Daylight Savings Whine

It’s easy for me to complain about the complainers. I live in metro Phoenix, where we don’t observe Daylight Savings Time, and our clocks just keep going as they go, though our phones occasionally change without cause. No issues with children or pets who take longer to adapt, perhaps, than their adult human counterparts.

But what I did notice this time around is that some of the people who were complaining about losing an hour of sleep this weekend also stay up later than they want watching Netflix or playing games on their phones.

So maybe the issue isn’t necessarily losing an hour of sleep?

This led me to wonder what other things we do to ourselves but complain or resist when others do them to us.

In having this conversation with a few others recently, self talk came up.

Most of us would never put up with other people talking to us the way we talk to ourselves.

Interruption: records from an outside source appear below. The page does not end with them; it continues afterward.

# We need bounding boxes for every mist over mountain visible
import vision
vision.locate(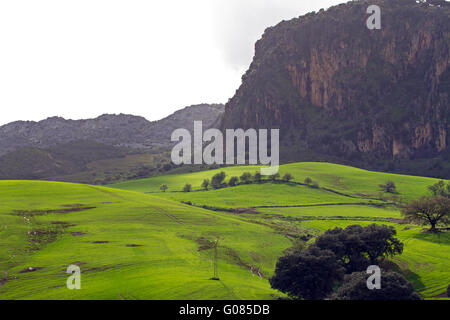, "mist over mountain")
[0,104,224,155]
[0,104,224,184]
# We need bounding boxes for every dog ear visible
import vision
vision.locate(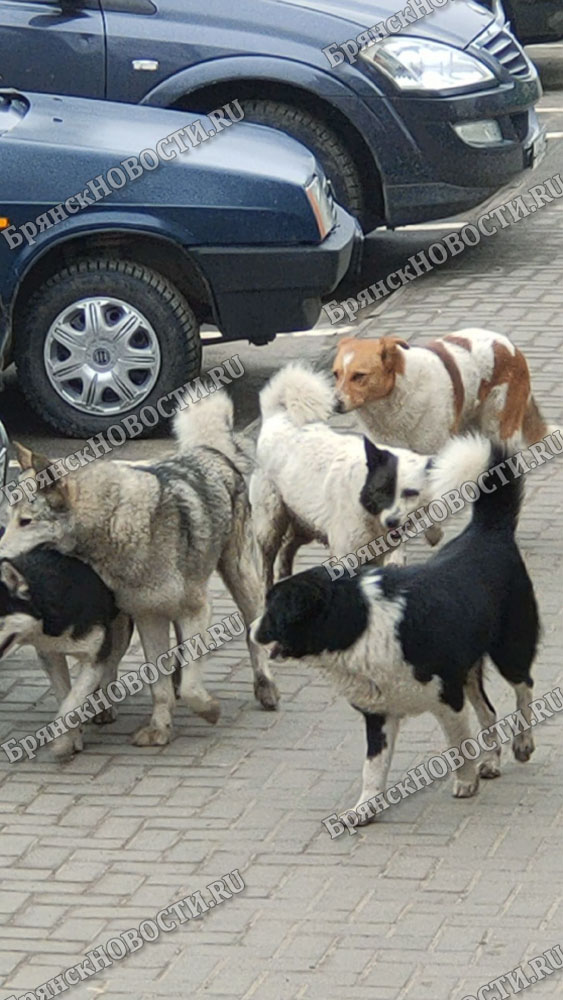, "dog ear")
[0,559,29,600]
[14,441,53,472]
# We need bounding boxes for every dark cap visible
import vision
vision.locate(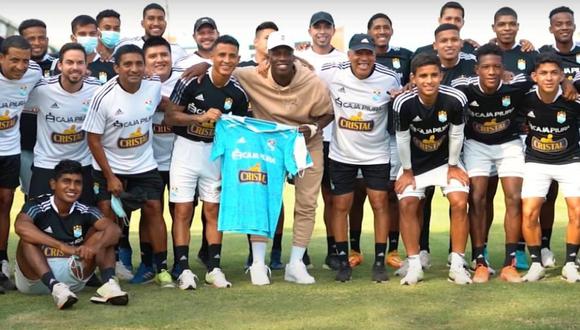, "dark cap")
[348,33,375,52]
[310,11,334,26]
[193,17,217,32]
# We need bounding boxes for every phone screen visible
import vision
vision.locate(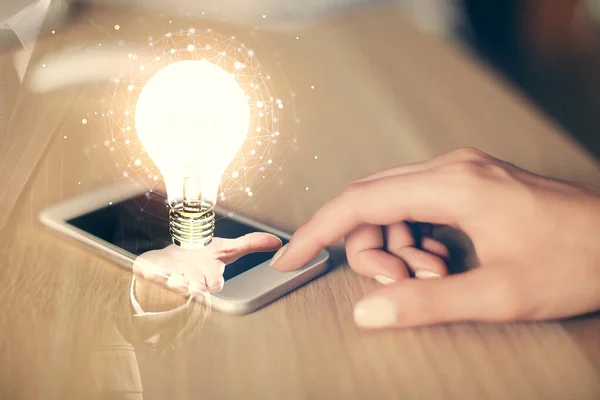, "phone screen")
[67,193,287,280]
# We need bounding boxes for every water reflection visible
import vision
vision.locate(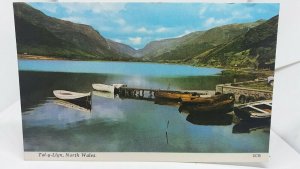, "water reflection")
[186,113,233,126]
[53,99,92,113]
[20,71,269,153]
[232,120,270,134]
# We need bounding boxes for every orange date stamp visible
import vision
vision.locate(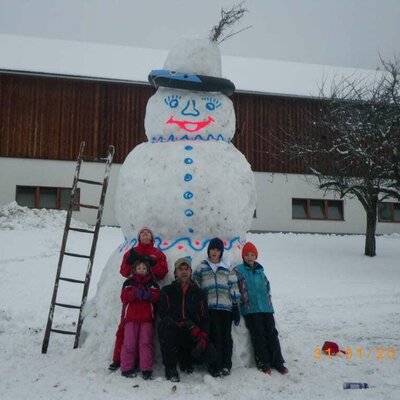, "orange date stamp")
[314,347,400,361]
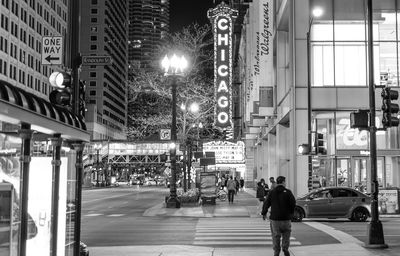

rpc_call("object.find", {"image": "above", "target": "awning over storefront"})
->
[0,81,90,141]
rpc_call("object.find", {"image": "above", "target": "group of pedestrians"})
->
[218,175,244,204]
[226,175,244,204]
[256,176,296,256]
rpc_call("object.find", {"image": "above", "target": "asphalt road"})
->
[81,187,339,247]
[318,216,400,247]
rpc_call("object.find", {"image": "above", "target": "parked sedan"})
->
[293,187,371,221]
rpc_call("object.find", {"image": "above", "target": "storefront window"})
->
[310,0,400,87]
[0,133,21,256]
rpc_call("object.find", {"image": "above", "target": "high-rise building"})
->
[80,0,128,140]
[128,0,169,69]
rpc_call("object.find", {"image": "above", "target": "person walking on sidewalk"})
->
[261,176,296,256]
[226,175,236,204]
[269,177,276,190]
[239,177,244,192]
[256,179,268,212]
[235,177,239,195]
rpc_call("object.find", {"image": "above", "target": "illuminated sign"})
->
[207,2,238,138]
[203,141,245,164]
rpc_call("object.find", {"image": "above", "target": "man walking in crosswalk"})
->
[261,176,296,256]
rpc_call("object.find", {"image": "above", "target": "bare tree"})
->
[127,24,219,140]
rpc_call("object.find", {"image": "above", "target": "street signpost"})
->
[82,56,112,66]
[160,129,171,140]
[42,36,63,65]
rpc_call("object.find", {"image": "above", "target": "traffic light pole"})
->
[69,0,81,115]
[365,0,388,248]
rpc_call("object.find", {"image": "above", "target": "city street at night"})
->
[0,0,400,256]
[82,186,400,255]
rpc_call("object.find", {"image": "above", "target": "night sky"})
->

That’s a whole separate can of worms.

The interesting bit about that conversation is that all of the examples we came up with were in the realm of taking care of one’s self (physically or mentally). We sabotage ourselves, and when other people do it, we get mad.

So now I wonder: why is it OK for us to do it to ourselves and not OK for others? Why are our standards for how others interact with us higher than our standards for ourselves? And how do we determine where we expect too much from others and where we expect too little from ourselves? I assume it’s not all one or the other…

Lots of questions and not a lot of answers. What are your thoughts?